Chez only knew her daddy was sick and couldn’t go on the long hikes they used to take in the Cuyamaca forests, across the desert dunes, or along the beaches of Silver Strand and into the Tijuana sloughs. She knew he couldn’t work anymore, so they’d had to sell the kayaks and Mom’s car, and they watched the blurry TV, no more cable, and they couldn’t go to a cabin in snowy mountains or to Arizona for Padres spring baseball.
Tonight, he decided, he’d tell her the whole crappy truth. He tried to imagine her face when she learned he was as good as gone. Pale, he thought, with her cheeks caved in, tears big as goldfish. Shivering.
His horror at the image got interrupted when the old Toyota pickup made the turn off Guizot Street and pulled to the curb in front of their house. Chez waved. Such a beauty, he thought, with her raven hair and Kobe Bryant grace.

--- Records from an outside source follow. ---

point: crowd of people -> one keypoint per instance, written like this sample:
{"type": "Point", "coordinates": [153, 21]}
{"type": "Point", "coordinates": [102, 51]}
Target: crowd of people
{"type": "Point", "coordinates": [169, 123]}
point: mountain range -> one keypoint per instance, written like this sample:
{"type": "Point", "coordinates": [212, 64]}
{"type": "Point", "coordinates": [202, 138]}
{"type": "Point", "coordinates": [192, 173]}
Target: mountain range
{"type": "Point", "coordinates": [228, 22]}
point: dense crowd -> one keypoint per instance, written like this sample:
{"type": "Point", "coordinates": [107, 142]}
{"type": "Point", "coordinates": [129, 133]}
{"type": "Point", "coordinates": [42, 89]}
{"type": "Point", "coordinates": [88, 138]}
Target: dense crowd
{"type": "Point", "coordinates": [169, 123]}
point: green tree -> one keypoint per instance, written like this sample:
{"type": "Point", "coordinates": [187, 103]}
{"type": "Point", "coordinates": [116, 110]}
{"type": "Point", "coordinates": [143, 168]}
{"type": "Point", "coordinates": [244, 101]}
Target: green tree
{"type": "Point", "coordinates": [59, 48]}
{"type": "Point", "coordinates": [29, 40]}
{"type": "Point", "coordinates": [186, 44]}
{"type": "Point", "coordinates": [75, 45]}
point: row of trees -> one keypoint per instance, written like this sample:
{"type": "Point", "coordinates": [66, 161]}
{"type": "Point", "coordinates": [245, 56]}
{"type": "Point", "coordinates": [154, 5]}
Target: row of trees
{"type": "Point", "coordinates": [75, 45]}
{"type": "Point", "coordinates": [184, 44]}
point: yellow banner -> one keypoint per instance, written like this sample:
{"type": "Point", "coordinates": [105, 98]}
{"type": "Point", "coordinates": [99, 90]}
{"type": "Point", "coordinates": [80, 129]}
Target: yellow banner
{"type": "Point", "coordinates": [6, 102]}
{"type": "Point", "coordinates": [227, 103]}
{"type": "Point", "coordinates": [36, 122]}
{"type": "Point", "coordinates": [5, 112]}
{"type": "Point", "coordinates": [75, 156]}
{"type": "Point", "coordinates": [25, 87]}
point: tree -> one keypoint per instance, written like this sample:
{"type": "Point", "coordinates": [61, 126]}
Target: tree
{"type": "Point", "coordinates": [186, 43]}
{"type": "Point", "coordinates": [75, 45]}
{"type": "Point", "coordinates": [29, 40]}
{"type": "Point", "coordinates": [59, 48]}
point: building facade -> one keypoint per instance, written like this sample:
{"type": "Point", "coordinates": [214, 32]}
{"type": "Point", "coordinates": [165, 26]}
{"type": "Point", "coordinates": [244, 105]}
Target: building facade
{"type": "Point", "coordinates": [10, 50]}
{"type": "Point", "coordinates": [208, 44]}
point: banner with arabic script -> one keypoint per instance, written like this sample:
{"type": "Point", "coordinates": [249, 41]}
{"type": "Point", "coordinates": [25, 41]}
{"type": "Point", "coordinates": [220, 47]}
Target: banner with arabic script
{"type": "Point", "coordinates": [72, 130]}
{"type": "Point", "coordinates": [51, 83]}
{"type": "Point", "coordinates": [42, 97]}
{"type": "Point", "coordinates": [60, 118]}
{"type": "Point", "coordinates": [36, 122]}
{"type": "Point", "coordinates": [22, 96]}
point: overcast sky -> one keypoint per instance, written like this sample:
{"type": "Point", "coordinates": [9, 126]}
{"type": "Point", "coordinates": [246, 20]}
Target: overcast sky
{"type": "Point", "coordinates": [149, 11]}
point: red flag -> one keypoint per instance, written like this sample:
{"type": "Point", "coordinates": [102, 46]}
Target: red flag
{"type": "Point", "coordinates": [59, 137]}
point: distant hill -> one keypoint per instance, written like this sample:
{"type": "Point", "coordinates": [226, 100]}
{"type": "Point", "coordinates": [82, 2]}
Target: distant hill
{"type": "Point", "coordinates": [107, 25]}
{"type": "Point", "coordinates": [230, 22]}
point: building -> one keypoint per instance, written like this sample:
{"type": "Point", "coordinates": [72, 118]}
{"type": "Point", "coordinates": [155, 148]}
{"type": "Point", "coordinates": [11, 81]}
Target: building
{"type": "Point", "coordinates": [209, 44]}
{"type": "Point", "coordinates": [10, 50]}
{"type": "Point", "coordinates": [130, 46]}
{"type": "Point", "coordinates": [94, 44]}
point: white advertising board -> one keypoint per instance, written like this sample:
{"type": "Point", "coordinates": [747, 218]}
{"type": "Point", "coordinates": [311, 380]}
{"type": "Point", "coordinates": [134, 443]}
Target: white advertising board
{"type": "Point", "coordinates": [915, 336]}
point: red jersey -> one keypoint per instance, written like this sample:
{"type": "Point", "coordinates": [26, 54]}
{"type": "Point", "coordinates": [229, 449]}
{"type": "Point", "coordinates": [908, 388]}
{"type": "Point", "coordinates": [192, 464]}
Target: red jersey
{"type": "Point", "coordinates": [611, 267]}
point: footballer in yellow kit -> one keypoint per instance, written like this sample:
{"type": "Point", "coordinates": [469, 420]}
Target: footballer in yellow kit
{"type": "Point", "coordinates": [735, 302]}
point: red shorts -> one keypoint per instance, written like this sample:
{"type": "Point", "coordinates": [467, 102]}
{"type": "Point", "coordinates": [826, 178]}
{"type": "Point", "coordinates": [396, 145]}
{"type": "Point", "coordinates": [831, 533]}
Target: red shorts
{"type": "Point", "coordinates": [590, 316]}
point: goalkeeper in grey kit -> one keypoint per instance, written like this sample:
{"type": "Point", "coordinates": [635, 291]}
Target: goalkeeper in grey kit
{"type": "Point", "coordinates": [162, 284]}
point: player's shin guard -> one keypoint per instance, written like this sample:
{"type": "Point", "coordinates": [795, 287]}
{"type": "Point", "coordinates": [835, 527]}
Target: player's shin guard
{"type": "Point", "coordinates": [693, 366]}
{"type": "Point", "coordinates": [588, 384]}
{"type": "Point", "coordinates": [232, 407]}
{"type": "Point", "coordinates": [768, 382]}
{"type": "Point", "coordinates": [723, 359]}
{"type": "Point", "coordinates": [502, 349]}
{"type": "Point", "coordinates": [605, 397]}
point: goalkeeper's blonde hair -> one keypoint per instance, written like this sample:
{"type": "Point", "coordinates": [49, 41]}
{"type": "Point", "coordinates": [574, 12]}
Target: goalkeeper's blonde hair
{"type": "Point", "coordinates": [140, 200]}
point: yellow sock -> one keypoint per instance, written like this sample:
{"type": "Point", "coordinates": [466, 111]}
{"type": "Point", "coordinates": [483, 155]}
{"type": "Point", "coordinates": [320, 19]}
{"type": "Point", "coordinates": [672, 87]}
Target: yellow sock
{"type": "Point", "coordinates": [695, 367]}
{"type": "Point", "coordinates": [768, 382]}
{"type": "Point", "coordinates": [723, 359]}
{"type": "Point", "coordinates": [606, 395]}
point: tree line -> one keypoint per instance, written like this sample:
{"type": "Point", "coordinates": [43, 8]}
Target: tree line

He waved back and hustled to meet her. He picked her up, kissed her cheek, and would’ve held her on his hip while he carried the cleaning gear in, but she squirmed and jumped down. Barb, exhausted from cleaning three houses, came around the front of the car, blew him a kiss, and trudged up the steps to the porch holding Chez’s hand.
While he delivered the vacuum cleaner, broom, mops, and buckets into the garage, Chez zoomed past. She was already in her play overalls that matched her dad’s outfit. Over her shoulder, she shouted, “Mom’s mad cause you didn’t make the spaghetti like you were s’posed to.”
She leaped over the low rock wall between their yard and her friend Maria’s.
Inside, Greg found Barb stepping into the shower. He leaned against the sink. “Babe, tonight, we’re going to tell Chez about you-know-what.”
Over the splashing, she hollered, “Since you didn’t make the spaghetti sauce, how about microwave chicken and that summer squash with cheese that you and Chez like. Okay?”
“Yeah, sure.” He stayed a minute peering through the beveled glass, admiring her curves that had trimmed and defined over the past few months since she began jogging. He gazed at her breasts, which he still loved to fondle after thirteen years, more than ever since the hepatitis caught hold. For at least a minute he admired the henna- auburn hair she wrapped like a scarf around her neck while she rinsed her backside.
Greg sighed, then winced from a pain like a high-voltage whack to his liver. He groaned, and staggered toward the bedroom, panting and blowing the way he’d learned at Lamaze classes while Barb was carrying Chez. He lay down and kept panting. As the pain dulled to a bearable ache, he sat up and heaved his feet over the side of the bed. He took the pillbox from the breast pocket of his overalls, opened it, and fingered through the pills. No OxyContin, his most trusty painkiller.
He returned to the bathroom, where Barb was out of the shower and wrapping her hair in the Snoopy towel. She said, “You asked what was for dinner, didn’t you?”